Bardsmanship is a game with no losers. As the new, computerized Harvard Concordance to Shakespeare proves, every critic and defender of the Nixon Administration can find barbs and shields in the blank verse. The playwright has some thing for everyone: politics and religion, sin and redemption—if it is in the human condition, it is in the Shakespearean canon. Most of the year, Shakespeare resides quietly in the volumes of his work. But each summer he thunders and chuckles in festivals from the Spokane Expo to Central Park. For those sun-flooded weeks, the Swan of Avon returns to the group for whom he really wrote — the audience. This year, as in the 370-odd before, that audience will find whatever it seeks in the ceaselessly contemporary productions.

Indeed, Shakespeare's themes remain as valid in the epoch of Henry K. as they were in that of Henry V. The vanished English world, like this one, was beset with crises. Scientists had just proved that the sun no longer orbited the earth; skepticism had been imported wholesale from Montaigne's France; religious wars had undermined faith.

The Shakespearean stage, like our own, was cankered with financial woes and preoccupied with sex. Shakespeare produced more dubious double entendres than anyone before or since.
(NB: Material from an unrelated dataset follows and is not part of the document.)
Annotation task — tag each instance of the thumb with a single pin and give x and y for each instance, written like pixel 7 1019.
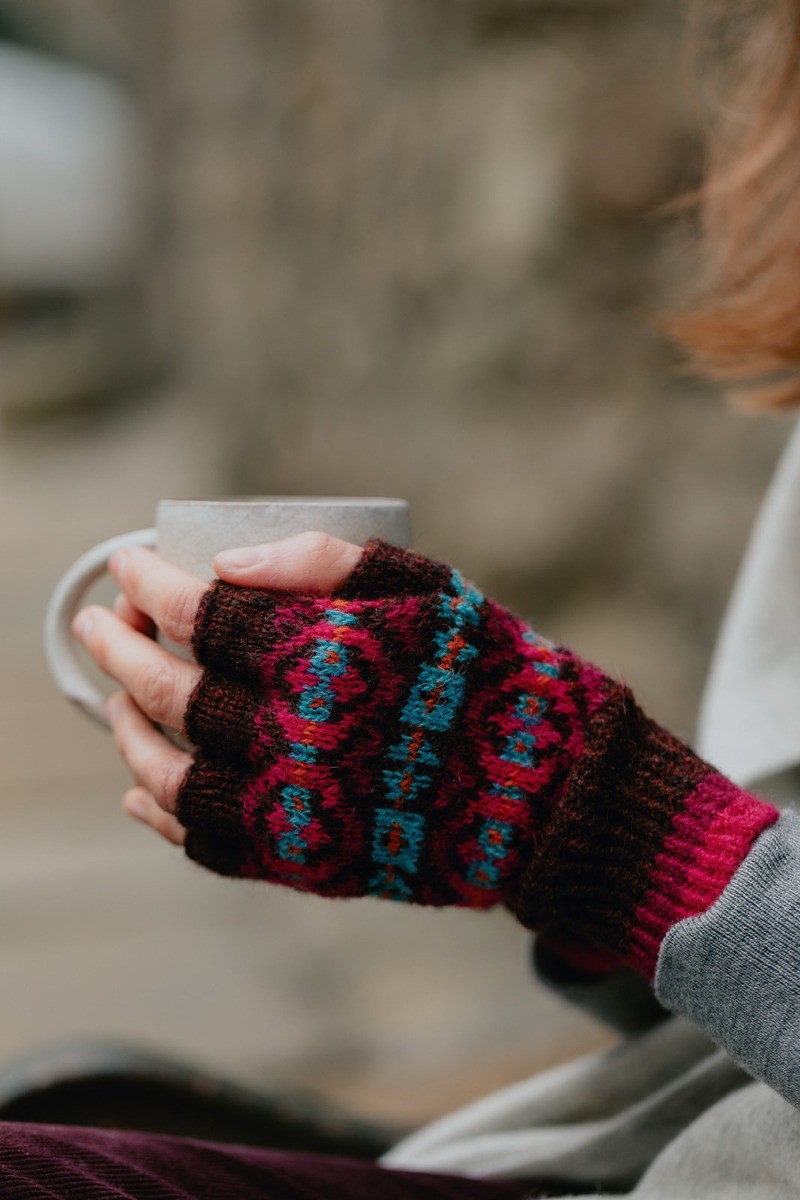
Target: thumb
pixel 308 562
Some are readily perceived: Hamlet's announcement, "Then came each actor on his ass," meant then what it does now. In the first Elizabethan world — when there were some 40 euphemisms for sexual organs (including will, dial and den)—almost every passage twinkled with lewdness. Like today's cheerless smut, the Elizabethan bawdiness was both deplored and exploited. The nonsexual slang has traveled with greater success: here are the witches in Macbeth, telling each other to "cool it"; here is Anthony in Julius Caesar: "I have neither wit, nor words, nor worth,/ Action, nor utterance, nor the power of speech,/ To stir men's blood. I only speak right on ..."

Yet it is not the glistening language that keeps the plays fresh; it is their powerful moral undertow. The characters may be caparisoned in quattrocento raiment, but they speak to eternal situations. When Othello says, "I am black/ And have not those soft parts of conversation/ That chamberers have," he escapes temporal boundaries and becomes the chorus of the ghetto. Similarly, Shylock cries, "... Hath not a Jew hands, organs, dimensions, senses, affections, passions? ... if you wrong us, shall we not revenge?" The tone of the merchant's queries seems lifted not from ancient Venice but from some current Security Council dispute.